Leetaru & Schrodt's (2013) International Studies Association paper announcing the data includes several comparisons to existing datasets and many more comparisons are actively underway. GDELT currently is the only database to cover nearly all countries globally back to 1979 with all events georeferenced and daily updates available. See the About page for a list of key features that make GDELT unique.
I've previously used TABARI for a coding project and have an event database, how can I contribute?
Please contact us, as we're currently exploring setting up a community contribution program where users like you can contribute your event databases (with full credit and citation to you) to offer expanded coverage of specific geographic regions, social or insurgent groups, and topics.
I have some ideas for additional event categories you should add.
We'd love to hear from you! In particular, we're looking for help in developing rigorous new taxonomies, such as for human rights violations, expanding the underlying grammars to recognize new event types, and finding sufficient examples of each event to be able to robustly test the accuracy of the system.
I'm a computer science researcher with some NLP tools that might be useful.
We're extremely interested in hearing from computer scientists and other researchers working in the areas of Natural Language Processing and other areas of research that are developing tools that could help us in our quest to constantly enhance and upgrade the event extraction core of GDELT. There are already several efforts underway developing completely new event extraction algorithms and pipelines to replace TABARI, which we hope to roll out in GDELT 2.0's release this fall.

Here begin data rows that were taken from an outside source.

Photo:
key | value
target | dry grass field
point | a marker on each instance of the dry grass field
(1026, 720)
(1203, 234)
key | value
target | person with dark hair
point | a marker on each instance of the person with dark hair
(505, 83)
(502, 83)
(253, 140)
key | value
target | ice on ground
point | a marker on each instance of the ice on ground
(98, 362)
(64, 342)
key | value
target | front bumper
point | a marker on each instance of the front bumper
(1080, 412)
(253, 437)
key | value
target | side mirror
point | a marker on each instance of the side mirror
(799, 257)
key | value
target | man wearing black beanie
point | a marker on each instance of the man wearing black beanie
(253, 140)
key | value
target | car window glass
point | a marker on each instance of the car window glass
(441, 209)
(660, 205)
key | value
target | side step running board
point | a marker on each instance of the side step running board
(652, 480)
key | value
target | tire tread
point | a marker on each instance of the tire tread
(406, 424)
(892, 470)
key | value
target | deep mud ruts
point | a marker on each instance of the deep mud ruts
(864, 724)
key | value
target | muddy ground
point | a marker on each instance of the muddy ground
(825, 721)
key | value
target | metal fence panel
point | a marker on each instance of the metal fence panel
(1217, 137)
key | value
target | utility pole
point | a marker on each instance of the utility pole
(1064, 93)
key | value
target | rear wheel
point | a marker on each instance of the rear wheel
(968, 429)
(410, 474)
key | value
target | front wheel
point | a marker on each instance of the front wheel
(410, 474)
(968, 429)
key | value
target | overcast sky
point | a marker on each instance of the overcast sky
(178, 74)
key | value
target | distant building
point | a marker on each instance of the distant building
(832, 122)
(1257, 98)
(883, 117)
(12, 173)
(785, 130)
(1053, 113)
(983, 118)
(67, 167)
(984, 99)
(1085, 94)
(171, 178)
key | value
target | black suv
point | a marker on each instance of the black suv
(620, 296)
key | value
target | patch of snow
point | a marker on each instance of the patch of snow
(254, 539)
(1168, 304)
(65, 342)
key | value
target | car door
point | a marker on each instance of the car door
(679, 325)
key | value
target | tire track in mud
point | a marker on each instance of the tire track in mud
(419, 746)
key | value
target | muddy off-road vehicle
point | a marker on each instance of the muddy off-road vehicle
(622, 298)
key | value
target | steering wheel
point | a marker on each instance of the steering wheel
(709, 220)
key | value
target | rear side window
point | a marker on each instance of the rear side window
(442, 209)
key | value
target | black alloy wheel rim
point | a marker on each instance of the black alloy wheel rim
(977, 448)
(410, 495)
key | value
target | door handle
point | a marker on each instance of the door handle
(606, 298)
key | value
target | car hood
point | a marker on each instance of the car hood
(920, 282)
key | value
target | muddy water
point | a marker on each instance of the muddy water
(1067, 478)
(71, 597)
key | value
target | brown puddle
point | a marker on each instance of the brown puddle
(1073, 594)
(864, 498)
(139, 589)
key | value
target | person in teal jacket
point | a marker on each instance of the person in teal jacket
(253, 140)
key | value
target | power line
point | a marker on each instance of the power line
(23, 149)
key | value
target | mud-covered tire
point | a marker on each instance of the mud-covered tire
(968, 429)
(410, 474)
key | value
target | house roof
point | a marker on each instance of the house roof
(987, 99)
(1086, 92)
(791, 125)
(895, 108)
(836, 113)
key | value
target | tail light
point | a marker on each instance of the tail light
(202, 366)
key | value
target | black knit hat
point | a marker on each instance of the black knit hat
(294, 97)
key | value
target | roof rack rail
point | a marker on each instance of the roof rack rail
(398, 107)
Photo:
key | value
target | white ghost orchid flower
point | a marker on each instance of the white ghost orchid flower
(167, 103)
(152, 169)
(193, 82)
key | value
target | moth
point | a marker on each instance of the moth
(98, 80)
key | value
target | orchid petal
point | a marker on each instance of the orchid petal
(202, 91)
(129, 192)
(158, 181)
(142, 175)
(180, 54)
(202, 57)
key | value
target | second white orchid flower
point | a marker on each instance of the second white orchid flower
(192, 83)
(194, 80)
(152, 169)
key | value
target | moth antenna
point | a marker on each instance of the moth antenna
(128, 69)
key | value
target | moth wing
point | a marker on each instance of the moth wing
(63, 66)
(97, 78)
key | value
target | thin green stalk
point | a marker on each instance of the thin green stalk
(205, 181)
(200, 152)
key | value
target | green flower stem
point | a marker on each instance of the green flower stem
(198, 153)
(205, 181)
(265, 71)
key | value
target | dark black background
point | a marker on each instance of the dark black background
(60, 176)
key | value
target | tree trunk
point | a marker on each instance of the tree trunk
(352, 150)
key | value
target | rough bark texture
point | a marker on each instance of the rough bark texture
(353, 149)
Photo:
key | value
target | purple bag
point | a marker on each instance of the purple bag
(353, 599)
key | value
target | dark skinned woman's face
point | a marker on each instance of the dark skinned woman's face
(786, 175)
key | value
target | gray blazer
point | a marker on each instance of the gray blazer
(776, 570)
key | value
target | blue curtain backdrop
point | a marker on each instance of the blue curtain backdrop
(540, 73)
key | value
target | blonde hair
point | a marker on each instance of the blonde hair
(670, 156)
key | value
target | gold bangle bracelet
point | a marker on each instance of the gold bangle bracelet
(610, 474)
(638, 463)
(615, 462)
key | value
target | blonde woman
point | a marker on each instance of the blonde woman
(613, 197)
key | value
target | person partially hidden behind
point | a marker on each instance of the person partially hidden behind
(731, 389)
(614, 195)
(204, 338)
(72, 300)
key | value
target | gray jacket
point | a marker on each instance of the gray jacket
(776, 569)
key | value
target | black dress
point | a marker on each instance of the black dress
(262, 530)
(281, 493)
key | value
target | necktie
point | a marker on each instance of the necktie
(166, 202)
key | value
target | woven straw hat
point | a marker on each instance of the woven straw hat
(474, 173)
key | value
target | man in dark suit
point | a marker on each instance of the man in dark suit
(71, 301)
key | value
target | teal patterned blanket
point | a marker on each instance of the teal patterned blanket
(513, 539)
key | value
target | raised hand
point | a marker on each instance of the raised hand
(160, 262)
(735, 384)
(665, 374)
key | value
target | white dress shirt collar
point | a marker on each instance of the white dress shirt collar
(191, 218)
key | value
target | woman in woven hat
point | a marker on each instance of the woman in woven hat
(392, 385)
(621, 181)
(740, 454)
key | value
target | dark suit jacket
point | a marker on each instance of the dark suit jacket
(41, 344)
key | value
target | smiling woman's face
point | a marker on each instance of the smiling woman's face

GDELT relies heavily on many areas of active research in the NLP community, including entity recognition, relationship extraction, fact and claim extraction, separating potential from actual statements, pronoun coreference resolution, fulltext geographic disambiguation, and a vast array of other areas, and we need tools that are robust against OCR'd text, machine translated text, social media content, text written by non-native speakers, and an array of other material that is filled with typographical errors, non-words, massive grammatical violations, and the like. So, if you've got tools you think could help with this, we'd love to hear from you!